As CFP lovin’ TV commercial character Larry Culpepper reminds us, three of the four teams in last year’s playoffs had a loss. But all four of them were conference champions, a distinction that’s unlikely to change this year.
As for the initial CFP rankings, not to slam Alabama or Notre Dame, but I have a big problem with two one-loss teams getting ranked at No. 4 and No. 5 ahead of a trio of deserving undefeated squads in Michigan State, TCU and Baylor.
Also pretty shocked to see Pac-12 frontrunner Stanford way down at No. 11, leaving the conference many were saying had supplanted the SEC as the nation’s top league without any representatives in the top 10.
The Tide and Irish have good résumés, especially Notre Dame, whose loss came at No. 1 Clemson. But the unbeatens, with the possible exception of a Baylor team that recently lost star quarterback Seth Russell to a season-ending neck injury and needs to prove itself anew, all deserved better treatment.

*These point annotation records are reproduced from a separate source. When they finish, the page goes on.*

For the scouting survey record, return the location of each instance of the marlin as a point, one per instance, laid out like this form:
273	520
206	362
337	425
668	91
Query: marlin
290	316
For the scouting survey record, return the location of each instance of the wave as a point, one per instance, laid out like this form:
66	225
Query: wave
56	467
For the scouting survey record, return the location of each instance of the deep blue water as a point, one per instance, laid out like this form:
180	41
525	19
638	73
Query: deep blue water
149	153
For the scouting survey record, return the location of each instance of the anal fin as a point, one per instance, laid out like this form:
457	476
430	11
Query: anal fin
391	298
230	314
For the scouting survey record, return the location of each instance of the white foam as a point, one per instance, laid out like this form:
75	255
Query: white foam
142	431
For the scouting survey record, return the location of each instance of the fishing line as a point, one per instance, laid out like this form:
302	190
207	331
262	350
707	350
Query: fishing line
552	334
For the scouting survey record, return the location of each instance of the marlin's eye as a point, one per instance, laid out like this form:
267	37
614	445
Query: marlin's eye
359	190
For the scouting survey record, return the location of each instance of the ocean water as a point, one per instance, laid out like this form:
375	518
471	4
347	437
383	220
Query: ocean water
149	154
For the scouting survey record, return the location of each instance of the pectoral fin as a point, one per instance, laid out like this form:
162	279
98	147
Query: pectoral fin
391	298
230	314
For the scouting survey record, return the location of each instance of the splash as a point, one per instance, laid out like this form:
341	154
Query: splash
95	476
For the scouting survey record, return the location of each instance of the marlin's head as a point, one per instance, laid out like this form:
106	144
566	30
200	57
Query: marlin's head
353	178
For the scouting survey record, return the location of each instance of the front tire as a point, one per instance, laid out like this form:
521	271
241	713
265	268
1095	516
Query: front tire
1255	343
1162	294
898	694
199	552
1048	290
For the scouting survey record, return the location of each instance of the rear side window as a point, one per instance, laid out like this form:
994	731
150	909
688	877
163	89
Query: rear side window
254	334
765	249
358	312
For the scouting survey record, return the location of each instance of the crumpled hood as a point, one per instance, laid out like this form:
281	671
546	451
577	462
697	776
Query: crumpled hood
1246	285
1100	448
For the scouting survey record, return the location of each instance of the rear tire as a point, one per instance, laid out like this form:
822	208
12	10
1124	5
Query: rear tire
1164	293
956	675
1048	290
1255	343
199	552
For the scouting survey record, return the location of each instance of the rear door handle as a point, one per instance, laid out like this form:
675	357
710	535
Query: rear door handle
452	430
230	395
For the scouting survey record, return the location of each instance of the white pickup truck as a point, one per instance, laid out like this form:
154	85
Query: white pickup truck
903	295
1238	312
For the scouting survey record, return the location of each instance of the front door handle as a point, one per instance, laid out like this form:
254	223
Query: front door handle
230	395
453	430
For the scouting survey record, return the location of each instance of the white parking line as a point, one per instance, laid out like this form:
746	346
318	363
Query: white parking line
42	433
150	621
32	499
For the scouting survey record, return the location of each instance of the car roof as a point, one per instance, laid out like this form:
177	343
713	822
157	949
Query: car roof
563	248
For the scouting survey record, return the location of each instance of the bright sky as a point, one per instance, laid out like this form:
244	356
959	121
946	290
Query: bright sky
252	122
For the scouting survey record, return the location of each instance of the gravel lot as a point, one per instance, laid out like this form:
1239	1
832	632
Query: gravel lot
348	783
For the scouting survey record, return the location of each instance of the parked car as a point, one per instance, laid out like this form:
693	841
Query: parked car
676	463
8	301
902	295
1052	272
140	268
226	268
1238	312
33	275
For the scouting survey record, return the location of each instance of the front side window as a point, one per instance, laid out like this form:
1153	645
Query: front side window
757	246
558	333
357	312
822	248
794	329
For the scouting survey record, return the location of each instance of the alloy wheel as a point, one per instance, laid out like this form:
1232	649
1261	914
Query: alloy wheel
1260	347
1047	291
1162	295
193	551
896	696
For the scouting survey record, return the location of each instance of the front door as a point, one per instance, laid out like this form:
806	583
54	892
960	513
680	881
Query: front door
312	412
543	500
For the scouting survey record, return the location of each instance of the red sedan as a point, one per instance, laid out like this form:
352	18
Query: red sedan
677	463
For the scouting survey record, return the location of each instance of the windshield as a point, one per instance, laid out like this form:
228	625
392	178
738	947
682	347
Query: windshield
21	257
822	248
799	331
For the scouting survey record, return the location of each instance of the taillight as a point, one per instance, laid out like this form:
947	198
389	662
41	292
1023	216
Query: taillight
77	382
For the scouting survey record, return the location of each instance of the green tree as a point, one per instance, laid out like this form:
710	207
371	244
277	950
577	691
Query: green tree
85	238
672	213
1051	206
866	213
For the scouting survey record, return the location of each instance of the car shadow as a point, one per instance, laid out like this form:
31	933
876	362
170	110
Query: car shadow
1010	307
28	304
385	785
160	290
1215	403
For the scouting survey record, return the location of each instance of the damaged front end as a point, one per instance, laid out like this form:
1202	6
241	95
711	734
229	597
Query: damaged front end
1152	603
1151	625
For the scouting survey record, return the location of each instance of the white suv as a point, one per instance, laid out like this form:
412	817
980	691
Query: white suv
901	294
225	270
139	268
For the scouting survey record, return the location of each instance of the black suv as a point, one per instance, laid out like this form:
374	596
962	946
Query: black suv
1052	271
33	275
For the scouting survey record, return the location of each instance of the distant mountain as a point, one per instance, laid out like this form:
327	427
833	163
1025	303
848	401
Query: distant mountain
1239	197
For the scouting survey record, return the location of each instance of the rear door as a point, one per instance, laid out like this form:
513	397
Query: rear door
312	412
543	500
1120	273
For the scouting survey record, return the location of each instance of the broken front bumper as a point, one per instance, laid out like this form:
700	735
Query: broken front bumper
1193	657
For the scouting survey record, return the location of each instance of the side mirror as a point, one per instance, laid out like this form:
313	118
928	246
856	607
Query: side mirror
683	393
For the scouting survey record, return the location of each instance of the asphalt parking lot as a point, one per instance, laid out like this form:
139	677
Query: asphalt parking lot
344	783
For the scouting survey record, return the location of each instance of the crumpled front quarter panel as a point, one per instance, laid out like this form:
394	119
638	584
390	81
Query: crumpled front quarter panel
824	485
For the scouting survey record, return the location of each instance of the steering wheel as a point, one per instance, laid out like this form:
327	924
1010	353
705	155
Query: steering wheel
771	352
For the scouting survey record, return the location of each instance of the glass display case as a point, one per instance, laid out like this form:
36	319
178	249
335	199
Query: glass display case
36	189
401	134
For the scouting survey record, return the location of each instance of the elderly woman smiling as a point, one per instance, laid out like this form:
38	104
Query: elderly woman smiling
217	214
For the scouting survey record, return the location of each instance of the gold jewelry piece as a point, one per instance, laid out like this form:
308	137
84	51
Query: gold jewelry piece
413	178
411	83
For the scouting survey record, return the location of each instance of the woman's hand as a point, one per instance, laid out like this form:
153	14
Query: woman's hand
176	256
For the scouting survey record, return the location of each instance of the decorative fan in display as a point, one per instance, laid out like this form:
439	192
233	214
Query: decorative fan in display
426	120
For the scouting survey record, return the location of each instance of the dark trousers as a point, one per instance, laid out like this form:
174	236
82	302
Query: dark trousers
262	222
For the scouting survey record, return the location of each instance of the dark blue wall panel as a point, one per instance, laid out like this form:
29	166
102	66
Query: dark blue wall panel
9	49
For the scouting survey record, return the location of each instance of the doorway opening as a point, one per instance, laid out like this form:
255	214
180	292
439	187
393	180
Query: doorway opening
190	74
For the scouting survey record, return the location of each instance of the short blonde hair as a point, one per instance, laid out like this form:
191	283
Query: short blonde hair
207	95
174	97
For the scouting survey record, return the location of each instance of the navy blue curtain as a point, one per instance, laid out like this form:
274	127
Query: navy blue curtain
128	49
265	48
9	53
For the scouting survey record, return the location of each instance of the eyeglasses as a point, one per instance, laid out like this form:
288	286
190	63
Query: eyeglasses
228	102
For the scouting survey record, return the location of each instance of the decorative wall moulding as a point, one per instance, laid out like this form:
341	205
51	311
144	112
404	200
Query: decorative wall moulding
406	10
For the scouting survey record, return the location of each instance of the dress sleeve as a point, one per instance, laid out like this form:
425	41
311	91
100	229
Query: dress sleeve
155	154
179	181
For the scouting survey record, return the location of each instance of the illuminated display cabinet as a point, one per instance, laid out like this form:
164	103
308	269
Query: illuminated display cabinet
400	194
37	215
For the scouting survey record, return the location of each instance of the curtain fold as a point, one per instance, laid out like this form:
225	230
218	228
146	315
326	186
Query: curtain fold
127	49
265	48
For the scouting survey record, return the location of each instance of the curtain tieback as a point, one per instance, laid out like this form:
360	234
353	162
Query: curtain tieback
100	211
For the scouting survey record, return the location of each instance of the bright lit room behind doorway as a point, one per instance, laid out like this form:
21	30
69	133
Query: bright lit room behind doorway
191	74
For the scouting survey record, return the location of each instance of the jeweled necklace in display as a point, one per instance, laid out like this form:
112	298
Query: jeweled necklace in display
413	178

Again, though, it’s early.
Mississippi State, Auburn and Ole Miss held down the Nos. 1, 3 and 4 spots in last year’s first rankings, and none of them reached the semifinal. Meanwhile, eventual champ Ohio State started at No. 16.
For LSU, it’s good to have the benefit of respect that its strong early ranking brings.
But that’s where the benefits end. Now the Tigers have to dig their respect out of the dirt over a brutal seven-game slog if they want to be the best.